Pulse charging NiCds is somewhat controversial. Pulse charging, according to it's adherents, charges NiCds efficiently with little heating by means os strong, very short current pulses. It seems that one commercial organization, experimenting with pulse charging for spacecraft batteries, has achieved greater charging efficiency--not cell life--with pulse charging under specific conditions. The benefits were apparently insignificant, however, because my contacts in the space field have confirmed that pulse charging remains unused.

The pulse charger in this aerospace application produced very-high-current, low-duty-cycle pulses. In contrast, the pulse charges described in several popular magazine articles I've seen consist of little more than a rectifier and step-down transformer operating at 60 Hz. Ordinary wall chargers achieve essentially electrically identical "pulsing" because they contain almost no filtration. (A charging NiCd battery absorbs and smooths ripple far better than the largest filter capacitor installable in a tiny wall charger.) Overall, pulse charging has yet to prove its worth.

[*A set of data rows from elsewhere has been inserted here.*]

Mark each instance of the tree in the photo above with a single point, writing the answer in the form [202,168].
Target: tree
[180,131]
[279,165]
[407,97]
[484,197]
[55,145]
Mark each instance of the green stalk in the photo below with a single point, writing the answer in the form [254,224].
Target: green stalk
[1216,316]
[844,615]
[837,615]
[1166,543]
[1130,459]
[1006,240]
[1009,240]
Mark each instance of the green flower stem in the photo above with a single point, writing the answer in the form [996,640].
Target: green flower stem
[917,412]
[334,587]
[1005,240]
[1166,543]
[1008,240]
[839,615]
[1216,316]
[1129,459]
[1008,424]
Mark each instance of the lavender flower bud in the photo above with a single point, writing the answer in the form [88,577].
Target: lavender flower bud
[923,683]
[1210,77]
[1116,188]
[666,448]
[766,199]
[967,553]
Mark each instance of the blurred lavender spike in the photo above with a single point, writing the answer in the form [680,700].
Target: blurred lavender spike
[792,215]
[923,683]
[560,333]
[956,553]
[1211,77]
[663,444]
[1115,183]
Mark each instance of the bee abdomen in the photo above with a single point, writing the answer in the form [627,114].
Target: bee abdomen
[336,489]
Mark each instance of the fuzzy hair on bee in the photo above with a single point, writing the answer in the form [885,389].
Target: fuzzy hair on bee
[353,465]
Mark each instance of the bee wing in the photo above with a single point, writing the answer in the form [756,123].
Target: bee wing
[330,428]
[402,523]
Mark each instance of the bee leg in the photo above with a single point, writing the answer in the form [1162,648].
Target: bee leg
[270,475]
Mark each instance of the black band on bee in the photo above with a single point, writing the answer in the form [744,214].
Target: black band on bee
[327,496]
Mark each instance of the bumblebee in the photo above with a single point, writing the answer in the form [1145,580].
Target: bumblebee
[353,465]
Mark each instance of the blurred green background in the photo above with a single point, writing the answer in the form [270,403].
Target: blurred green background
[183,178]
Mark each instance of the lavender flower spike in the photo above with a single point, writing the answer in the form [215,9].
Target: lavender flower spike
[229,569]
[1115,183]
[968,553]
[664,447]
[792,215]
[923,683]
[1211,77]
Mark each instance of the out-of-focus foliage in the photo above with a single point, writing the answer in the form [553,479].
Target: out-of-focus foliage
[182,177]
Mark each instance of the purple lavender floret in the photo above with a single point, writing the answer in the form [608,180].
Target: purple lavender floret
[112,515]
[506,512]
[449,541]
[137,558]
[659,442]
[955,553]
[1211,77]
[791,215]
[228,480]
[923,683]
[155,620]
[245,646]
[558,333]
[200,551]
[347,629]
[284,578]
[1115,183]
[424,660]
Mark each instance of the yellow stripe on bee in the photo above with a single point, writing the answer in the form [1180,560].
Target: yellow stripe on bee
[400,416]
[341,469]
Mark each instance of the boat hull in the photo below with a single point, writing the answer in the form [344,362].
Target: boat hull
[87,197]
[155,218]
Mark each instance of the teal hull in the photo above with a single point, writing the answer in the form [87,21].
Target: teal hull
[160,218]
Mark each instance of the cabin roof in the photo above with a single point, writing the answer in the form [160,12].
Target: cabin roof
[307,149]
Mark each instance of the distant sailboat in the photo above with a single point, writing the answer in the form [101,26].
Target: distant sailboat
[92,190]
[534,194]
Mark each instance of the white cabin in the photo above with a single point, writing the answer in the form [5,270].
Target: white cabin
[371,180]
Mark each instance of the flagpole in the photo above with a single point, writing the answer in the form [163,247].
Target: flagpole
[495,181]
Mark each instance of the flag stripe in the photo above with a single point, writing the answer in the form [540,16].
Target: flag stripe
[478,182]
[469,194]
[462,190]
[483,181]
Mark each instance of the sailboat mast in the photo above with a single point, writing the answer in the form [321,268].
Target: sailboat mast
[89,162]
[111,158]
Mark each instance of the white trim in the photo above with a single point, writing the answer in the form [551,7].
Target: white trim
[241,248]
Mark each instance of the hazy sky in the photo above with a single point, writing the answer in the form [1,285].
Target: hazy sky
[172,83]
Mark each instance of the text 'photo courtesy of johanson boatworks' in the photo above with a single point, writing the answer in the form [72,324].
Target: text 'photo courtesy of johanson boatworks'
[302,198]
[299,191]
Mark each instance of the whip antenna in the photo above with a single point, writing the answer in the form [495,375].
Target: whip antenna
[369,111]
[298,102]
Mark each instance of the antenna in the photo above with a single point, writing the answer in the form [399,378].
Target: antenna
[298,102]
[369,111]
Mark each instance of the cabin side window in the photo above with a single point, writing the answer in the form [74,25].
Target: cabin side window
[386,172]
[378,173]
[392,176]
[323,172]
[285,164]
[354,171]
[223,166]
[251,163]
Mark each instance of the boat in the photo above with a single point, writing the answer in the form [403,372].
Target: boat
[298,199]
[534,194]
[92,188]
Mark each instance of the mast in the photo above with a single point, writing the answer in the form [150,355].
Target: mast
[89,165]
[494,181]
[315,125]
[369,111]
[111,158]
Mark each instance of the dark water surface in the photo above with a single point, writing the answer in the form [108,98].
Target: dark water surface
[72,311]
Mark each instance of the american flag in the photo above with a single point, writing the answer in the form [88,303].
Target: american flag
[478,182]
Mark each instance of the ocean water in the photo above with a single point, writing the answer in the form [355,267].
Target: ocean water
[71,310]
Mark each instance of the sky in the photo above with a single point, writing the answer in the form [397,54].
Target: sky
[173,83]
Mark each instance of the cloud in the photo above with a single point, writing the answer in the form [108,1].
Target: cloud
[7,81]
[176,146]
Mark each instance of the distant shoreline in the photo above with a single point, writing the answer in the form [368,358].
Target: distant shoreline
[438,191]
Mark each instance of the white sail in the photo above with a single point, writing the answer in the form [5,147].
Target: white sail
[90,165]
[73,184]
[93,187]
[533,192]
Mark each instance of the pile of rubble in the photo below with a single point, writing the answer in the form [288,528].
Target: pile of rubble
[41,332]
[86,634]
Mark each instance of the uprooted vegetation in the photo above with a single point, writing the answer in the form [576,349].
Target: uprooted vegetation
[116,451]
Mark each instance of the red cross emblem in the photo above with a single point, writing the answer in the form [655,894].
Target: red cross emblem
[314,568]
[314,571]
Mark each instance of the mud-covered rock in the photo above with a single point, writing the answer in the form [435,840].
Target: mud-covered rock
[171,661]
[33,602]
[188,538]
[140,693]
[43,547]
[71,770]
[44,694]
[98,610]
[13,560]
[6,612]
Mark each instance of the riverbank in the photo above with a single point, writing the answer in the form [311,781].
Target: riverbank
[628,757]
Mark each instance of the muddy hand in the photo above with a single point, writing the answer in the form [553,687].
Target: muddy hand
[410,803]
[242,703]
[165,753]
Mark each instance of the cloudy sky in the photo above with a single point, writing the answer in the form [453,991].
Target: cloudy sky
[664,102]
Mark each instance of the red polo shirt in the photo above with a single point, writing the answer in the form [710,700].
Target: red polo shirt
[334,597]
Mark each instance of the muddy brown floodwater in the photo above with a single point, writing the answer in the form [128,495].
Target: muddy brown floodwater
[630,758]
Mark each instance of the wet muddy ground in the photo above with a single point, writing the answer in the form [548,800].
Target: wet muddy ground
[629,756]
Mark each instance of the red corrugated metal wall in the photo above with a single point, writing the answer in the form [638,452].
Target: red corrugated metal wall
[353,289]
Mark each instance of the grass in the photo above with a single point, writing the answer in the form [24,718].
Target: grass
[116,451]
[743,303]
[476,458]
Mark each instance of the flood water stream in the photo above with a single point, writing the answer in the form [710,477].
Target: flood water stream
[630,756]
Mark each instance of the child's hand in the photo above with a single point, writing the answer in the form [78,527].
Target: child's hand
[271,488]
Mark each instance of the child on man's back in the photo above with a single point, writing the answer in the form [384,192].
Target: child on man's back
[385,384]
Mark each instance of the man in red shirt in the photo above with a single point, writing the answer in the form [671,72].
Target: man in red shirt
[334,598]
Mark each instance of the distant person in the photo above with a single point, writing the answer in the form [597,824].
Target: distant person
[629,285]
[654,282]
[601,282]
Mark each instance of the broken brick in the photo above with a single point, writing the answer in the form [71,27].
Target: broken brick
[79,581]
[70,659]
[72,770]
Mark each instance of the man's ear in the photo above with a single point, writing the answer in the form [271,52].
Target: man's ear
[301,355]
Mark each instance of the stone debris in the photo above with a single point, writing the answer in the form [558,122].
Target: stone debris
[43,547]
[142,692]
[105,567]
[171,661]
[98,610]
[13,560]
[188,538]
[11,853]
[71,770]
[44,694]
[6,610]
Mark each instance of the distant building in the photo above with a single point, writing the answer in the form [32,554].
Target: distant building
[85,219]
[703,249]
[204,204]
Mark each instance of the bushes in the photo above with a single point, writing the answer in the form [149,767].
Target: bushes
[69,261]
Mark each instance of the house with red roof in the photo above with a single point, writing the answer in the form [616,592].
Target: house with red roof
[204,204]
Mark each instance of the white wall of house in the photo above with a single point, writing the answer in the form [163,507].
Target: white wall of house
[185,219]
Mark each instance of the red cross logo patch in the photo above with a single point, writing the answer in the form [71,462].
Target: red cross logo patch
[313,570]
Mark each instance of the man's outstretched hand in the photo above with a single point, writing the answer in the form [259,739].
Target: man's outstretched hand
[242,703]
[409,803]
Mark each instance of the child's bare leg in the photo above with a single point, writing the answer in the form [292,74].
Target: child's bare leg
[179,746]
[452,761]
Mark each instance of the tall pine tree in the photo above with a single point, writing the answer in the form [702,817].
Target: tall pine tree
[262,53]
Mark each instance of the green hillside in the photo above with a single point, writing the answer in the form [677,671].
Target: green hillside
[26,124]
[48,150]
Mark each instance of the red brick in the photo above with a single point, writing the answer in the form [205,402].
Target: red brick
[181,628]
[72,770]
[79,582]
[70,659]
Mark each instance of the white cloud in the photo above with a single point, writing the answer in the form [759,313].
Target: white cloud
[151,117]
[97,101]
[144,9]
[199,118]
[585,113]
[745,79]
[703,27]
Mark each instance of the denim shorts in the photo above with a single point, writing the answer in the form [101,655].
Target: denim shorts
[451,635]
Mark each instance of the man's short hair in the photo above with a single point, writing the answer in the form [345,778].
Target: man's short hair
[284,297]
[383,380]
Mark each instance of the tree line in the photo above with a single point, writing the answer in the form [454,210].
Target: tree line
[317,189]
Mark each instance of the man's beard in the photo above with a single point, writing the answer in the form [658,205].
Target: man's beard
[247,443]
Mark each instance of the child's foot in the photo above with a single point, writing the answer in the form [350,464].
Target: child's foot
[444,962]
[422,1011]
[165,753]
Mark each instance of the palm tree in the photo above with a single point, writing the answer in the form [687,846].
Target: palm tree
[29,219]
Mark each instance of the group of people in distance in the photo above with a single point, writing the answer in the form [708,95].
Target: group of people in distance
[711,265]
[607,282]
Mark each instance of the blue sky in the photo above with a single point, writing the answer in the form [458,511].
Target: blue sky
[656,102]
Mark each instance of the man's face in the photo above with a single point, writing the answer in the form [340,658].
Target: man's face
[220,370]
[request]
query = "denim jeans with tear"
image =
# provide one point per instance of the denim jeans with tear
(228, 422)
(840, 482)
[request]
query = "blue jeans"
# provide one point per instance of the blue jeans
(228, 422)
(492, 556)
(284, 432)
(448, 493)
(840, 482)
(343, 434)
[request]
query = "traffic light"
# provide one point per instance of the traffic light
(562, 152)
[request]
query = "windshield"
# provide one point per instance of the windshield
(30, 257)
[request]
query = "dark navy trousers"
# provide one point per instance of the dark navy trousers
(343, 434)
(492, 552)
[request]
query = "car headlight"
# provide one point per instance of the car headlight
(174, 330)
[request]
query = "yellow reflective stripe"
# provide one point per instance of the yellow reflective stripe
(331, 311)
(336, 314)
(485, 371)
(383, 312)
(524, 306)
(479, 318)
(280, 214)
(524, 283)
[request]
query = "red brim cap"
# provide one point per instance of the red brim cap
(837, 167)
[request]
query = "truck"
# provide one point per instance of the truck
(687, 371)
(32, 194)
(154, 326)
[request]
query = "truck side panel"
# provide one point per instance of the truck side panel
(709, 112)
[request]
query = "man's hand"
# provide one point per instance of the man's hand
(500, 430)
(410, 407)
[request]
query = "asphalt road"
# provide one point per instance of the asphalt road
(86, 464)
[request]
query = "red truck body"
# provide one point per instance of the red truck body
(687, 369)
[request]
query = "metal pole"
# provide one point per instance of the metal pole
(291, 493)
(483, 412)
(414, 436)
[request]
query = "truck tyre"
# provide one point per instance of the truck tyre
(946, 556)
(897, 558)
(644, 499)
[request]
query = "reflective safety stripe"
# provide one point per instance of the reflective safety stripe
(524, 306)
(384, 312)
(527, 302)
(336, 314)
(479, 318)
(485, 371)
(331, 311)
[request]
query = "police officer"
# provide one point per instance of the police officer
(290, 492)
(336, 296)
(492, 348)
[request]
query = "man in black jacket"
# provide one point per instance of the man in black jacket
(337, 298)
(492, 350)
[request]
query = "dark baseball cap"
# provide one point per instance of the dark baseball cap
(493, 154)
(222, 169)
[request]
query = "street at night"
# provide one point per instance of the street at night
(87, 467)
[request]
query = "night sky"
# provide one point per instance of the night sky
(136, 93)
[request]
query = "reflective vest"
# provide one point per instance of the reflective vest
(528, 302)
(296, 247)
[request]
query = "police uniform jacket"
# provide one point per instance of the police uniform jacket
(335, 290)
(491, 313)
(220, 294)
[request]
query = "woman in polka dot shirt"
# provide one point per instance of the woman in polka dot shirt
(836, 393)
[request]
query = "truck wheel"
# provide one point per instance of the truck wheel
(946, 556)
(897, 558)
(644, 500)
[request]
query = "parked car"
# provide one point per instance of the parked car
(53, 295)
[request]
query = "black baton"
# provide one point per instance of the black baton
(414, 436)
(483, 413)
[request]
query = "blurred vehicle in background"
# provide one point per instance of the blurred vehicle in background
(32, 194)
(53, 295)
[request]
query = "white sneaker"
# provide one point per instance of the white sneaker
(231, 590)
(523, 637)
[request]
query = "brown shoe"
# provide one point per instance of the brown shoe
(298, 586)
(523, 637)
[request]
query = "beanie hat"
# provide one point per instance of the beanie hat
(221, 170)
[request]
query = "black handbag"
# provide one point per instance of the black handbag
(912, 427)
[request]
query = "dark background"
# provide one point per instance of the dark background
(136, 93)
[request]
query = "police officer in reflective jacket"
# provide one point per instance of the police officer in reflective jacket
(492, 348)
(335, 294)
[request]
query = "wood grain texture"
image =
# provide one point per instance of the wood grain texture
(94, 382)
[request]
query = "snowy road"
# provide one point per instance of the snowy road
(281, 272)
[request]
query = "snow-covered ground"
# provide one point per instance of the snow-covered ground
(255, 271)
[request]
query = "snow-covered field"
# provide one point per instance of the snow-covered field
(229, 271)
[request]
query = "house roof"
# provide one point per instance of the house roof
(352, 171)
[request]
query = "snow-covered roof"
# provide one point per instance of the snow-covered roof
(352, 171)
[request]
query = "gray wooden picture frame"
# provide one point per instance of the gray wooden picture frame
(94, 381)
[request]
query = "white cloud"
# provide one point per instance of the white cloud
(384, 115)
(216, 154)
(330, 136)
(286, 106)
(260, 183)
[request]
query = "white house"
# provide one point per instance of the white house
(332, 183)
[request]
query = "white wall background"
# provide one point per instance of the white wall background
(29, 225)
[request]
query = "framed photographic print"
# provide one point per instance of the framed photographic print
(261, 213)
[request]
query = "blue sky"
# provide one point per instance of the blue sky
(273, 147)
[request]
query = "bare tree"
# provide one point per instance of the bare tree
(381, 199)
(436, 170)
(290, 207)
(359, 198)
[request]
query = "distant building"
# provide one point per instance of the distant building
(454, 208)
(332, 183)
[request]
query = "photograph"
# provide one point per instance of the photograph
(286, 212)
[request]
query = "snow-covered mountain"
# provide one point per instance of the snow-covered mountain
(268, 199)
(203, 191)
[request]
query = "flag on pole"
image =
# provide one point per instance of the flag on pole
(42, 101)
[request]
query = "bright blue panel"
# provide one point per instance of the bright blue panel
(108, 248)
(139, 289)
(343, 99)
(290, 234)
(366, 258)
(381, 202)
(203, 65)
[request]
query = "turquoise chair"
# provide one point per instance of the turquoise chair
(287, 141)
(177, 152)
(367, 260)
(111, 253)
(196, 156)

Entrepreneurship has recently brought another product to the NiCd-accessories field: Battery dischargers. Avoid these at all costs. The deeper you discharge a rechargeable battery, the more you stress it. Why deliberately wear out a battery by increasing its discharge? It's never done industrially, because industrial NiCd users know that memory is not an issue. Intentional battery discharge increases the likelihood of cell outgassing and polarity reversal--two effects that can kill a battery pack. Don't needlessly discharge your batteries-- put their stored energy to work.


I hope that the information presented here boosts your faith in NiCds. Although they certainly don't deserve the poor reputation they receive via the rumor mills, they can be abused. Applying proper NiCd-care know-how should net you better performance and longer life from these popular batteries.